College of Sciences, Northeastern University, Shenyang, 110819, China.
College of Sciences, Northeastern University, Shenyang, 110819, China.
Anal Chim Acta. 2024 Sep 15;1322:342995. doi: 10.1016/j.aca.2024.342995. Epub 2024 Jul 25.
Chirality, an inherent characteristic of natural substances (such as sugars, peptides, proteins, and nucleic acid), plays a vital role in human metabolism and exerts substantial impacts. In general, chiral drugs can display diverse pharmacological and pharmacokinetic properties. One enantiomer may exhibit therapeutic effects, while the other could cause adverse reactions. Selective recognition of enantiomers is thus a significant task in the biomolecular and pharmaceutical fields. Despite the development of several chiral identification techniques, low-cost enantioselective sensing methods remain highly desirable. Here, we designed and developed an electrochemical sensing device for reductive enantiomer identification using natural wood channels as the substrate. The wood channels were endowed with oxidase-like activity through the in-situ growth of cerium oxide nanoparticles (CeO). Chiral recognition capability was further introduced by incorporating a layer of chiral ZIF-8 (L-ZIF) as the chiral selector. To demonstrate the enantioselective sensing performance, 3,4-dihydroxyphenylalanine (DOPA) enantiomers were employed as model analytes. Due to the oxidase-like activity and the confinement effect of the proposed channels, the captured DOPA enantiomers were effectively oxidized to their quinone structure, and the Ce(IV) in CeO was reduced to Ce(III). These changes led to alterations in the surface charge of the channels, thereby modulating their ionic transport properties. This sensing mechanism also proved useful for the identification of other reductive enantiomers. The limits of detection for l-DOPA and d-DOPA were determined as 2.41 nM and 1.56 nM, respectively. The resulting wood channel-based sensing device not only can be used for the recognition and detection of reductive enantiomers, but also is expected to be applied to the non-electochemically active substances. Moreover, this study offers a novel type of solid-state channel material with low cost, reproducibility, and easy accessibility for electrochemical chiral sensing.

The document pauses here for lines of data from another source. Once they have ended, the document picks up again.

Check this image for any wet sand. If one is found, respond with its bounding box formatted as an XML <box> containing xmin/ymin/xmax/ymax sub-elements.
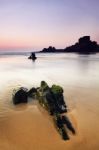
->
<box><xmin>0</xmin><ymin>87</ymin><xmax>99</xmax><ymax>150</ymax></box>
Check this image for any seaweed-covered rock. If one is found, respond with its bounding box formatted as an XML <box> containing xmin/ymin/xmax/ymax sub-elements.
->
<box><xmin>13</xmin><ymin>87</ymin><xmax>28</xmax><ymax>104</ymax></box>
<box><xmin>53</xmin><ymin>114</ymin><xmax>69</xmax><ymax>140</ymax></box>
<box><xmin>27</xmin><ymin>87</ymin><xmax>37</xmax><ymax>97</ymax></box>
<box><xmin>37</xmin><ymin>81</ymin><xmax>67</xmax><ymax>115</ymax></box>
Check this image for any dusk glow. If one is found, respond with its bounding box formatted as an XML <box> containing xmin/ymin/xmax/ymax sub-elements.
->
<box><xmin>0</xmin><ymin>0</ymin><xmax>99</xmax><ymax>50</ymax></box>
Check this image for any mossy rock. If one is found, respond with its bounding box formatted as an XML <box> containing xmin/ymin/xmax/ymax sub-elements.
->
<box><xmin>51</xmin><ymin>84</ymin><xmax>63</xmax><ymax>94</ymax></box>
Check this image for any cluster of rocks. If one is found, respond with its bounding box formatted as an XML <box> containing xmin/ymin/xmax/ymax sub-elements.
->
<box><xmin>13</xmin><ymin>81</ymin><xmax>75</xmax><ymax>140</ymax></box>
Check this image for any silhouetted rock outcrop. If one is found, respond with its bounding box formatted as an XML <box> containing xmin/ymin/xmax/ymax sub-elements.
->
<box><xmin>28</xmin><ymin>52</ymin><xmax>37</xmax><ymax>61</ymax></box>
<box><xmin>41</xmin><ymin>36</ymin><xmax>99</xmax><ymax>54</ymax></box>
<box><xmin>42</xmin><ymin>46</ymin><xmax>56</xmax><ymax>52</ymax></box>
<box><xmin>64</xmin><ymin>36</ymin><xmax>99</xmax><ymax>54</ymax></box>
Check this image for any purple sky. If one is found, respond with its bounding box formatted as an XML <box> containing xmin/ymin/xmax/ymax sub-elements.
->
<box><xmin>0</xmin><ymin>0</ymin><xmax>99</xmax><ymax>50</ymax></box>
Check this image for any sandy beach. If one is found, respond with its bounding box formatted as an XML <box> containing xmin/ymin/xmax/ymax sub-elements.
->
<box><xmin>0</xmin><ymin>85</ymin><xmax>99</xmax><ymax>150</ymax></box>
<box><xmin>0</xmin><ymin>53</ymin><xmax>99</xmax><ymax>150</ymax></box>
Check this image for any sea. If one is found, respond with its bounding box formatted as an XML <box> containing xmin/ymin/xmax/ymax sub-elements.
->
<box><xmin>0</xmin><ymin>52</ymin><xmax>99</xmax><ymax>150</ymax></box>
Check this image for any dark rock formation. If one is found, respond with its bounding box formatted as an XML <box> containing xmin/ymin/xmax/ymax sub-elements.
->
<box><xmin>28</xmin><ymin>53</ymin><xmax>37</xmax><ymax>61</ymax></box>
<box><xmin>13</xmin><ymin>81</ymin><xmax>75</xmax><ymax>140</ymax></box>
<box><xmin>13</xmin><ymin>87</ymin><xmax>28</xmax><ymax>104</ymax></box>
<box><xmin>42</xmin><ymin>46</ymin><xmax>56</xmax><ymax>53</ymax></box>
<box><xmin>37</xmin><ymin>81</ymin><xmax>67</xmax><ymax>115</ymax></box>
<box><xmin>64</xmin><ymin>36</ymin><xmax>99</xmax><ymax>54</ymax></box>
<box><xmin>27</xmin><ymin>87</ymin><xmax>37</xmax><ymax>97</ymax></box>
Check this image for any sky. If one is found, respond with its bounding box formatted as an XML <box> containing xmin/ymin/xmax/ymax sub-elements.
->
<box><xmin>0</xmin><ymin>0</ymin><xmax>99</xmax><ymax>50</ymax></box>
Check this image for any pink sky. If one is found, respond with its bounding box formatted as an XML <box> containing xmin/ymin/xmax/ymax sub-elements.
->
<box><xmin>0</xmin><ymin>0</ymin><xmax>99</xmax><ymax>50</ymax></box>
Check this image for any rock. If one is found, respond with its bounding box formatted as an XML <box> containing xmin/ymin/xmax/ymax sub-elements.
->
<box><xmin>37</xmin><ymin>81</ymin><xmax>67</xmax><ymax>115</ymax></box>
<box><xmin>28</xmin><ymin>53</ymin><xmax>37</xmax><ymax>61</ymax></box>
<box><xmin>13</xmin><ymin>87</ymin><xmax>28</xmax><ymax>104</ymax></box>
<box><xmin>27</xmin><ymin>87</ymin><xmax>37</xmax><ymax>97</ymax></box>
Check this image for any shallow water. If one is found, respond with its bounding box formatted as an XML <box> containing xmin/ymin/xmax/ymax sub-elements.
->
<box><xmin>0</xmin><ymin>54</ymin><xmax>99</xmax><ymax>150</ymax></box>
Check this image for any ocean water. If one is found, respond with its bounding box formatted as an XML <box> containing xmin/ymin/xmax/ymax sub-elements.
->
<box><xmin>0</xmin><ymin>53</ymin><xmax>99</xmax><ymax>150</ymax></box>
<box><xmin>0</xmin><ymin>53</ymin><xmax>99</xmax><ymax>113</ymax></box>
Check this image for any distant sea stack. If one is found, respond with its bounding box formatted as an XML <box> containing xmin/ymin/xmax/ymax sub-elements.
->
<box><xmin>64</xmin><ymin>36</ymin><xmax>99</xmax><ymax>54</ymax></box>
<box><xmin>41</xmin><ymin>36</ymin><xmax>99</xmax><ymax>54</ymax></box>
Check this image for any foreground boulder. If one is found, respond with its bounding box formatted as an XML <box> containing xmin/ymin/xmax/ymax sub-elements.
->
<box><xmin>37</xmin><ymin>81</ymin><xmax>67</xmax><ymax>115</ymax></box>
<box><xmin>13</xmin><ymin>87</ymin><xmax>28</xmax><ymax>104</ymax></box>
<box><xmin>27</xmin><ymin>87</ymin><xmax>37</xmax><ymax>98</ymax></box>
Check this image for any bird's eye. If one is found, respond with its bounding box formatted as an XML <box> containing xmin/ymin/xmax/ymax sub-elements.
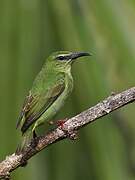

手性是天然物质(如糖、肽、蛋白质和核酸)的固有特征,在人类代谢中起着至关重要的作用,并产生巨大的影响。一般来说,手性药物可能表现出不同的药理和药代动力学特性。一种对映异构体可能具有治疗效果,而另一种可能引起不良反应。因此,对映异构体的选择性识别是生物分子和制药领域的一项重要任务。尽管已经开发出了几种手性识别技术,但仍然需要开发低成本的对映体选择性传感方法。在这里,我们设计并开发了一种基于天然木材通道作为基底的电化学传感装置,用于还原型对映异构体的识别。通过原位生长氧化铈纳米粒子(CeO),木材通道被赋予了氧化酶样的活性。通过引入一层手性 ZIF-8(L-ZIF)作为手性选择剂,进一步引入了手性识别能力。为了证明手性识别性能,我们使用 3,4-二羟基苯丙氨酸(DOPA)对映异构体作为模型分析物。由于氧化酶样活性和所提出的通道的限制效应,捕获的 DOPA 对映异构体被有效地氧化为醌结构,CeO 中的 Ce(IV)被还原为 Ce(III)。这些变化导致通道表面电荷发生变化,从而调节其离子传输特性。这种传感机制也可用于识别其他还原型对映异构体。l-DOPA 和 d-DOPA 的检测限分别确定为 2.41 nM 和 1.56 nM。基于木材通道的传感装置不仅可用于还原型对映异构体的识别和检测,而且有望应用于非电化学活性物质。此外,本研究为电化学手性传感提供了一种新型的低成本、可重复使用且易于获得的固态通道材料。